PH-responsive drug delivery by amphiphilic copolymer through boronate-catechol complexation

Stimuli-responsive micellar nanoparticles are gaining considerable attention in the field of drug delivery because of their great advantages of high efficiency in tumor accumulation through the enhanced permeability and retention effect and rapid drug release. In this study, a novel catechol moiety-containing amphiphilic, biodegradable polymeric carrier, monomethoxy poly(ethylene glycol)-block-poly(ε-caprolactone)-block-poly(L-lysine)- graft-[3-(3,4-dihydroxyphenyl)propionic acid], was employed for delivery of the anticancer drug bortezomib (BTZ) to cancer cells. The strategy is based on the facile conjugation of BTZ to catechol-containing polymeric carriers through boronate formation, which could dissociate in acidic environments to liberate its payload BTZ to inhibit proteasome function. This reducing BTZ-catechol interaction with decreasing pHvalue was demonstrated by microcalorimetry analysis using isothermal titration calorimetry. Notably, the obtained micellar BTZ complex that self-assembled from drug-loaded amphiphilic polymer was internalized effectively by MCF-7 breast cancer cells and resulted in significant 26Sproteasome inhibition. Furthermore, the micellar BTZ complex induced remarkable apoptosis on MCF-7 and HeLa cancer cells and exhibited little toxicity on HEK293 normal cells.

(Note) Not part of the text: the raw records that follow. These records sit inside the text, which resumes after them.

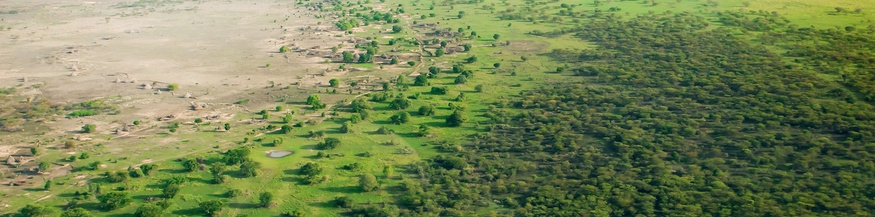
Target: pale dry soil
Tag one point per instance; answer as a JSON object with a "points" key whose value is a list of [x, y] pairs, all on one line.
{"points": [[217, 51]]}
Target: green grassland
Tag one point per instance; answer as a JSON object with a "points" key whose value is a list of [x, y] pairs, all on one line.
{"points": [[524, 66]]}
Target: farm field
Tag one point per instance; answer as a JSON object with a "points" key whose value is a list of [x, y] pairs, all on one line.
{"points": [[437, 108]]}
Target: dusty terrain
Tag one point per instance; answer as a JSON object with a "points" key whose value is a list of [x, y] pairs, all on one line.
{"points": [[71, 51]]}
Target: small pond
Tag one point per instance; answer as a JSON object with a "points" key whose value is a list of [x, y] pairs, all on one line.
{"points": [[279, 154]]}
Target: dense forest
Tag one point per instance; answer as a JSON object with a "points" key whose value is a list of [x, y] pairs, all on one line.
{"points": [[672, 116]]}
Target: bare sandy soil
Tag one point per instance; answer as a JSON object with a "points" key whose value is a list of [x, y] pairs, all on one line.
{"points": [[73, 51]]}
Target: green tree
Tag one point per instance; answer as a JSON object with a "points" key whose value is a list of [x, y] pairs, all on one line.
{"points": [[368, 182], [346, 127], [190, 165], [113, 200], [388, 171], [439, 90], [315, 101], [360, 104], [44, 166], [249, 168], [35, 210], [217, 169], [426, 110], [461, 79], [76, 212], [170, 191], [400, 118], [147, 169], [89, 128], [212, 207], [348, 57], [328, 144], [424, 130], [471, 59], [311, 169], [400, 80], [343, 202], [421, 80], [265, 199], [433, 71], [149, 210], [287, 119], [286, 129], [400, 103], [456, 119]]}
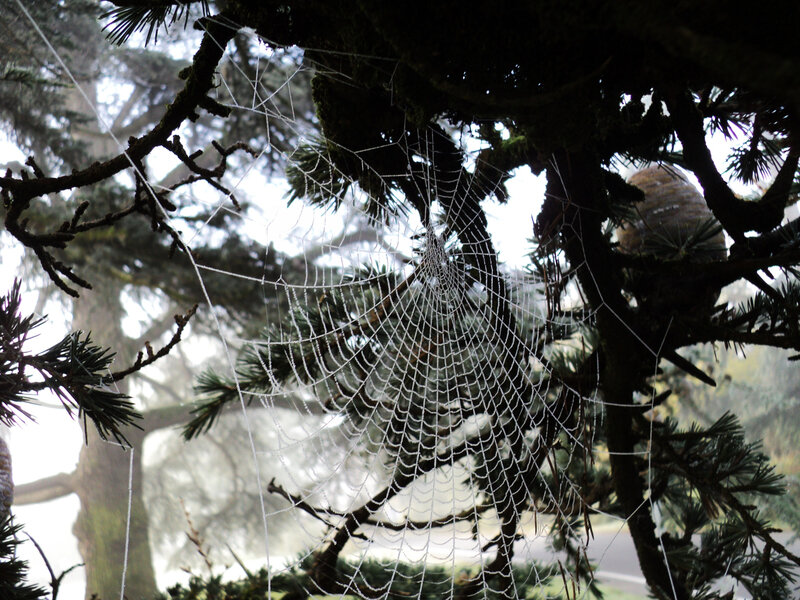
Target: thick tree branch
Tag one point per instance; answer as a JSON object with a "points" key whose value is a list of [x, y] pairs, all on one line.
{"points": [[45, 489]]}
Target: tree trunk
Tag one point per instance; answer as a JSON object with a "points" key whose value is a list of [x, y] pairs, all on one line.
{"points": [[104, 481]]}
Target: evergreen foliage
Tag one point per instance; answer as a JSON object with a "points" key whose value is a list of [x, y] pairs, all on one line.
{"points": [[13, 570], [579, 88], [74, 370]]}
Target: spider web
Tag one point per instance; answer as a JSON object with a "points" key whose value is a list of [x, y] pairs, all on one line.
{"points": [[429, 437], [425, 364]]}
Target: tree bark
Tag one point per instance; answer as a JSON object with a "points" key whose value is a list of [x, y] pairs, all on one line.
{"points": [[108, 479]]}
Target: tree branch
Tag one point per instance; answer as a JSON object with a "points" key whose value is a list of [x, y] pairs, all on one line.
{"points": [[45, 489]]}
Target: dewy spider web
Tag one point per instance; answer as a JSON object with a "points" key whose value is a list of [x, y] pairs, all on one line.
{"points": [[408, 359], [398, 336]]}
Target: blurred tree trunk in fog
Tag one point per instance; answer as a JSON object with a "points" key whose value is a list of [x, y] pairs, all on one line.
{"points": [[103, 479]]}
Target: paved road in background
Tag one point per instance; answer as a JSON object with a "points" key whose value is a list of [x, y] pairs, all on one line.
{"points": [[615, 557]]}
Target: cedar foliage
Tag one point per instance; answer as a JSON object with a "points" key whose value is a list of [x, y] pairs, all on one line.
{"points": [[579, 87]]}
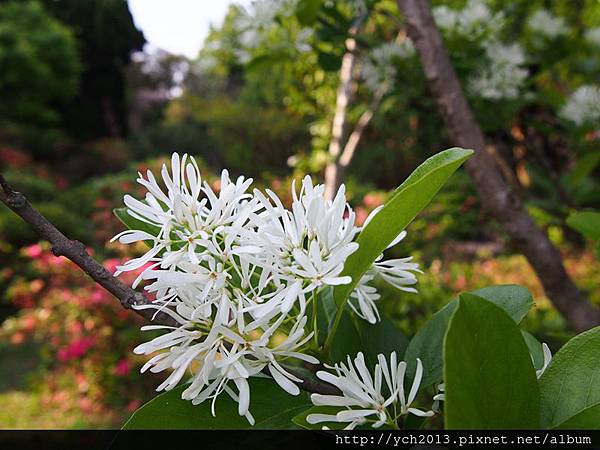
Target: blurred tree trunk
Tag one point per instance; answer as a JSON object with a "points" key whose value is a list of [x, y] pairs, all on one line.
{"points": [[341, 150], [496, 196]]}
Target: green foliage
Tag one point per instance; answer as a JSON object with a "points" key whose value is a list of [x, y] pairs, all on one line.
{"points": [[40, 64], [570, 386], [428, 342], [489, 378], [272, 408], [405, 203]]}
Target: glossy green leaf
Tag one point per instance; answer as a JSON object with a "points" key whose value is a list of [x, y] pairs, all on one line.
{"points": [[135, 224], [406, 202], [587, 419], [571, 383], [427, 344], [489, 377], [271, 407], [382, 337]]}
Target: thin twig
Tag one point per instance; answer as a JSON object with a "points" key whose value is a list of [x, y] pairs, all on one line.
{"points": [[77, 253]]}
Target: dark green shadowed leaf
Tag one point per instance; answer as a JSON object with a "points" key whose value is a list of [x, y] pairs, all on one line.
{"points": [[135, 224], [347, 340], [307, 11], [489, 378], [272, 408], [570, 386], [428, 344], [515, 300], [300, 419]]}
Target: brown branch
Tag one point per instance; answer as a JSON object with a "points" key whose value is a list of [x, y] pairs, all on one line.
{"points": [[496, 195], [76, 252]]}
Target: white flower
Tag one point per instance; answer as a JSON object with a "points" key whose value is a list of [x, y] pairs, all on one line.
{"points": [[379, 68], [366, 398], [200, 268], [547, 359], [546, 24], [583, 106], [310, 243], [439, 397], [362, 299], [235, 271], [503, 77]]}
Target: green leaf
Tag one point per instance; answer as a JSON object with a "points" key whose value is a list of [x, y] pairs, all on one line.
{"points": [[571, 383], [135, 224], [307, 11], [489, 378], [272, 408], [382, 337], [427, 344], [515, 300], [587, 419], [347, 340], [586, 222], [300, 419], [405, 203]]}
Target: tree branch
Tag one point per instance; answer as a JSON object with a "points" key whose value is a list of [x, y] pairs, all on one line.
{"points": [[496, 195], [76, 252]]}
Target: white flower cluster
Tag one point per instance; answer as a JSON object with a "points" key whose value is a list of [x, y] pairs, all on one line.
{"points": [[236, 271], [471, 21], [380, 399], [546, 24], [503, 77], [583, 106], [379, 69]]}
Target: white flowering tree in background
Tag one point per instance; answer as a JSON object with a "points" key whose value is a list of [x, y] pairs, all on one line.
{"points": [[265, 315], [350, 62]]}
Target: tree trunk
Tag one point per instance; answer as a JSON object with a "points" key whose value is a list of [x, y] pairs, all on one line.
{"points": [[344, 92], [496, 195]]}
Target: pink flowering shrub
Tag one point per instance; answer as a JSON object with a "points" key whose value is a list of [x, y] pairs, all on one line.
{"points": [[85, 339]]}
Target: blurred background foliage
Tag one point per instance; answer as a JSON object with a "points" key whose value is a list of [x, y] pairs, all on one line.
{"points": [[85, 105]]}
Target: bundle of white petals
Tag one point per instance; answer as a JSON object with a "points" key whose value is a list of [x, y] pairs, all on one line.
{"points": [[365, 398], [236, 271]]}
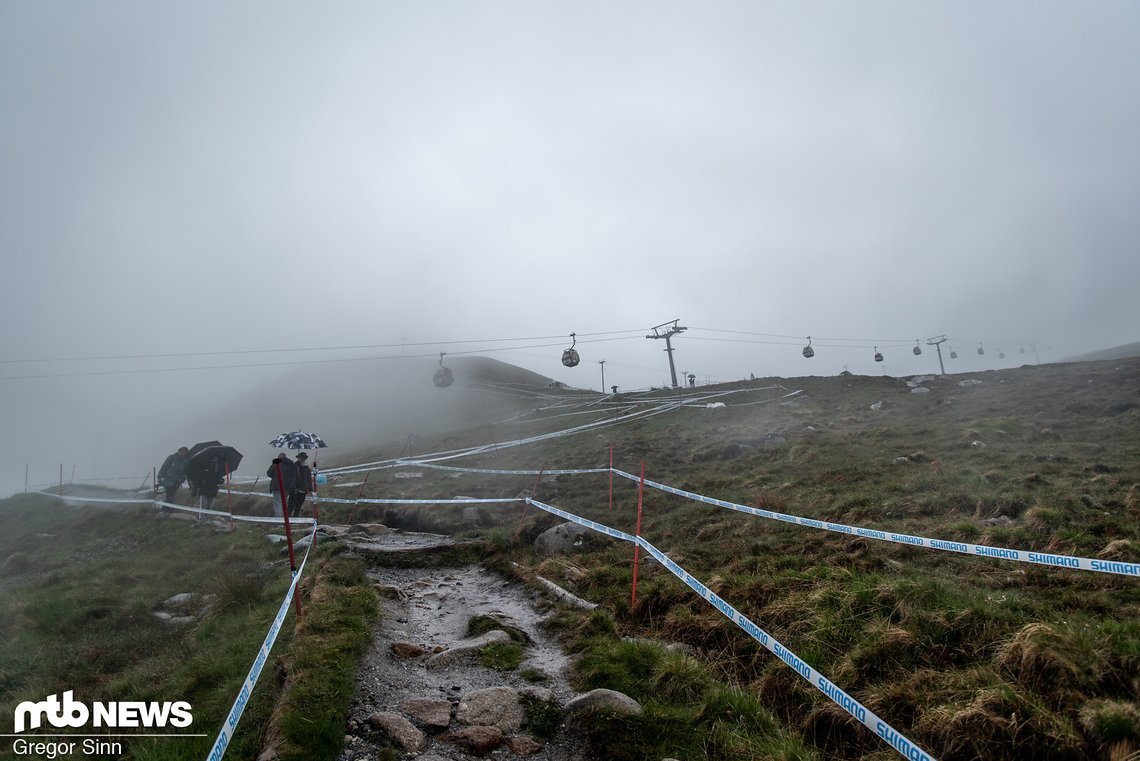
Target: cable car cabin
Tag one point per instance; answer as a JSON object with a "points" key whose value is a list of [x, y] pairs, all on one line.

More importantly, systemic delivery of micellar BTZ complex prolonged its blood circulation and resulted in significant accumulation in the tumor site relative to free drug, thus suggesting therapeutic promise for micellar BTZ delivery in cancer therapy. Trigger happy: A pH-triggered drug-delivery system based on the pH-responsive interaction between the drug bortezomib (BTZ) and a catechol moiety-containing amphiphilic, biodegradable copolymer has been constructed (see scheme; DHPPA=3-(3,4- dihydroxyphenyl)propionic acid). The drug-loaded nanomicelles (M(DB)) not only exhibit damage to cancer cells rather than normal cells invitro, but also accumulate at tumor sites invivo.